Say for instance, yesterday the applications were all locally installed on the desktop, provided as delivered/packaged MSI’s or even installed by IT from CD/DVD/USB drive. Therefore, all applications were locally installed with no isolation from each other, which meant that there were no integration worries when it came to applications being aware of each other. But this usually creates issues relating to incompatibilities between the applications, and in many ways this is exactly why application virtualization vendors exist today. Here we have created a Catch-22 situation in that the very technology that we created to fix application compatibility issues causes an application incompatibility issue, making the desktop harder to manage for the user.

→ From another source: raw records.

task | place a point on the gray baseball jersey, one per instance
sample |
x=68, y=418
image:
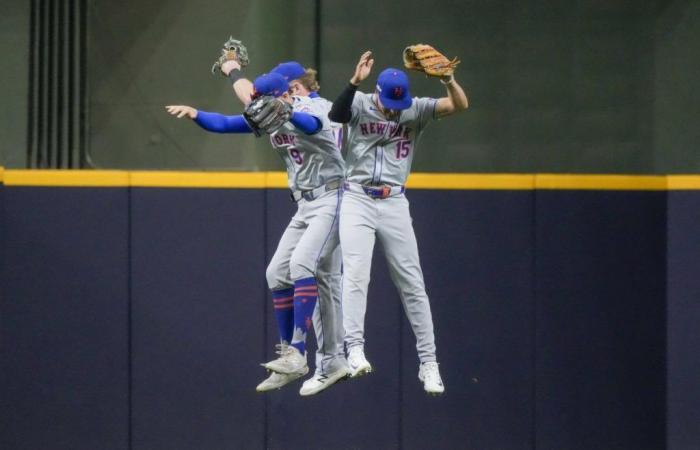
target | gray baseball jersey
x=381, y=151
x=311, y=160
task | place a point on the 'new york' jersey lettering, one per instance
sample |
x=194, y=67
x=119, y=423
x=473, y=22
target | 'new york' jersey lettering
x=311, y=160
x=380, y=151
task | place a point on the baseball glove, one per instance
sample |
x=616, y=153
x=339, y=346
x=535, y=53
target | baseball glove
x=424, y=58
x=267, y=114
x=232, y=50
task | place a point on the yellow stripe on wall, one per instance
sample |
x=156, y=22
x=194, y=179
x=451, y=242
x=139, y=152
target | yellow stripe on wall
x=683, y=182
x=470, y=181
x=278, y=180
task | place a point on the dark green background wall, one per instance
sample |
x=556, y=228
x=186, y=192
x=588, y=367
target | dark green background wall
x=555, y=86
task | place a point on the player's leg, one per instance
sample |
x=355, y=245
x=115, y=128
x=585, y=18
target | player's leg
x=318, y=241
x=282, y=289
x=315, y=247
x=398, y=239
x=331, y=365
x=328, y=315
x=357, y=235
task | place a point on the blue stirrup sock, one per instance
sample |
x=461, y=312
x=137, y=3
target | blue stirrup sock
x=283, y=302
x=305, y=296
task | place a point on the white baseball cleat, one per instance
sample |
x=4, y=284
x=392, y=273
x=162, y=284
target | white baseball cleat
x=429, y=374
x=289, y=362
x=277, y=380
x=320, y=381
x=357, y=362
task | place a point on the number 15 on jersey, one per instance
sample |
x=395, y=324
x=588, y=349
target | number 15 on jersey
x=403, y=148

It can be argued that the user experience is without question the MOST important aspect of a desktop delivery, and this remains the same whether the desktop is physical or virtual. Studies have shown that if the user does not accept the solution during proof of concept or pilot, then the adoption of virtual desktops will simply not be accepted in that enterprise.
In order to find the balance between delivering the best user experience and reducing desktop management costs, some form of Virtual User Infrastructure (VUI) needs to be implemented. The role of this would be to pull together the various forms of application virtualization at the desktop (regardless of whether that desktop is virtual, physical, terminal services or even a mixture of these) and enable the user to use the applications without being hampered by the aforementioned interoperability challenge. VUI is all about ensuring the user has a pleasant desktop experience.
VUI needs to cater to:
- User personalization independent of
- Platform (physical, virtual, RDS etc)
- Application virtualization technology
- User installed application management
- Business applications that are required but have not yet been packaged for the desktop
- User data management
- User documents and other data that is created by users within their applications
These are commonly seen as the three key areas that a VUI solution needs to be able to deliver against in order to satisfy end users and ensure enterprises are being most cost-effective.
I am extremely interested to hear your feedback on this…how do you define the role of the user?